It's no secret that a gum infection is something you never want to deal with. Although there are ways to reduce your risk for gum infection – sticking with an oral care routine and seeing your dentist, among them – it can still happen. Fortunately, gum infection treatment is available, whether you're dealing with early gum disease or a more advanced infection, such as periodontal disease, an abscess or pericoronitis.
How Gum Infection Treatment Changes Based On Condition
About half of adults over the age of 30 have some form of gum disease, according to the Centers for Disease Control and Prevention (CDC). This can include gingivitis, the most mild form, or an advanced case of periodontitis. Gum disease is only fully reversible in the earliest stages, but treatment is available for any level of severity; the type of care that's right for a patient depends on how advanced the infection is. Typically, a dentist will start with the least-invasive form of treatment and only use a more involved process if needed.
A deep cleaning of the teeth through scaling and root planing is often the first type of treatment considered. The dentist or dental hygienist scales the teeth and removes tartar from them, above and below the gumline. During this procedure, if there is gum recession the root surface is also scaled, which is referred to as root planing. Plaque bacteria and food debris are less able to cling to smoothed root surfaces. Although deep cleaning might be enough to clear the infection for some patients, others may need a course of antibiotics to completely eliminate the bacteria causing the infection.
Surgery might be needed in some cases, particularly if the gum disease has caused your gums to start pulling away (receding) from your teeth and you have periodontal pocketing which leads to bone loss. Surgical treatments can reduce the size of pockets that form between the teeth and gum, so that bacteria don't have a place to hide. A periodontist may perform gum graft surgery if you have receding gums, to cover up the exposed root surfaces, improve the look of your smile and help to reduce your risk for further problems.
In certain instances, periodontal disease can lead to a type of dental abscess known as a periodontal abscess. Whereas some abscesses occur in the tooth, a periodontal abscess develops in the gums; often it appears as a red, swollen lesion on the gum line. If you suddenly feel a sharp pain in your gums, it's best to see a dentist quickly, as the sooner an abscess is treated, the better. Gum infection treatment in this situation usually involves draining the abscess and deep cleaning the area. Antibiotics can also help make sure the infection is fully cleared.

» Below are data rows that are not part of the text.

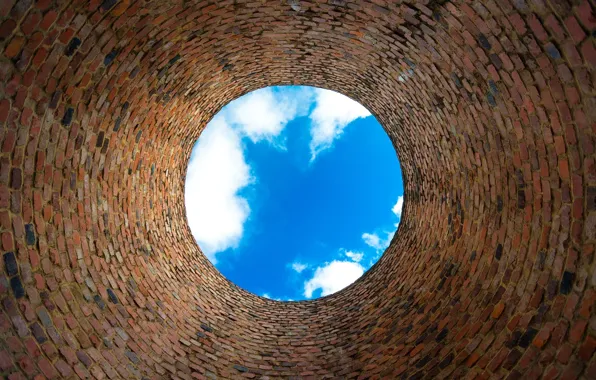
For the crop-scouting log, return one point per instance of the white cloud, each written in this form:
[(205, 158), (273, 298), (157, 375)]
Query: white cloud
[(264, 113), (355, 256), (216, 172), (375, 241), (299, 267), (333, 277), (398, 206), (331, 115)]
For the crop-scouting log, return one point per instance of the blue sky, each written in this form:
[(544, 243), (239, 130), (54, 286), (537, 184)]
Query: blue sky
[(293, 192)]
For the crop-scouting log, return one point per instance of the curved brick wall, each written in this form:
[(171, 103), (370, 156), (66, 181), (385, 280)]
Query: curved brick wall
[(490, 105)]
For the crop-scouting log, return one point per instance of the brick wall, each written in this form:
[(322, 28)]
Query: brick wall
[(491, 109)]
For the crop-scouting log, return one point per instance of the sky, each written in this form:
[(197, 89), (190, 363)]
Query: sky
[(293, 192)]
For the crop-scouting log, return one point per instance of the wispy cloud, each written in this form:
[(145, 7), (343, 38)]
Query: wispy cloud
[(264, 113), (217, 171), (298, 266), (355, 256), (333, 277), (375, 241), (268, 296), (331, 115)]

A lesion can also develop on the gums when a person has a tooth abscess. Tooth decay, not gum disease, is behind a tooth abscess. Quick treatment is still needed, usually in the form of antibiotics, to reduce the pain and save the tooth.
Some types of gum infection can develop when a tooth (usually a wisdom tooth) tries to erupt but becomes stuck or impacted. A small flap forms over the trapped tooth. If food becomes lodged in this gum flap, bacteria can soon follow, leading to an infection called pericoronitis.
Treatment options for pericoronitis range from rinsing out the gums with salt water to removing any trapped food or debris. A course of antibiotics can help kill any lingering bacteria, and regular brushing and flossing will keep the infection from recurring. Removing the impacted wisdom teeth prevents the infection from happening again and keeps other wisdom teeth-related issues from following.
A clean mouth is less likely to be affected by infection. Brushing your teeth twice a day, using a toothpaste designed to fight germs – such as Colgate TotalSF Advanced Deep Clean – and flossing daily will help you avoid gum disease and infection. Regular visits to your dentist are a must as well, to catch and treat small issues before they become big ones.
This article is intended to promote understanding of and knowledge about general oral health topics. It is not intended to be a substitute for professional advice, diagnosis or treatment. Always seek the advice of your dentist or other qualified healthcare provider with any questions you may have regarding a medical condition or treatment.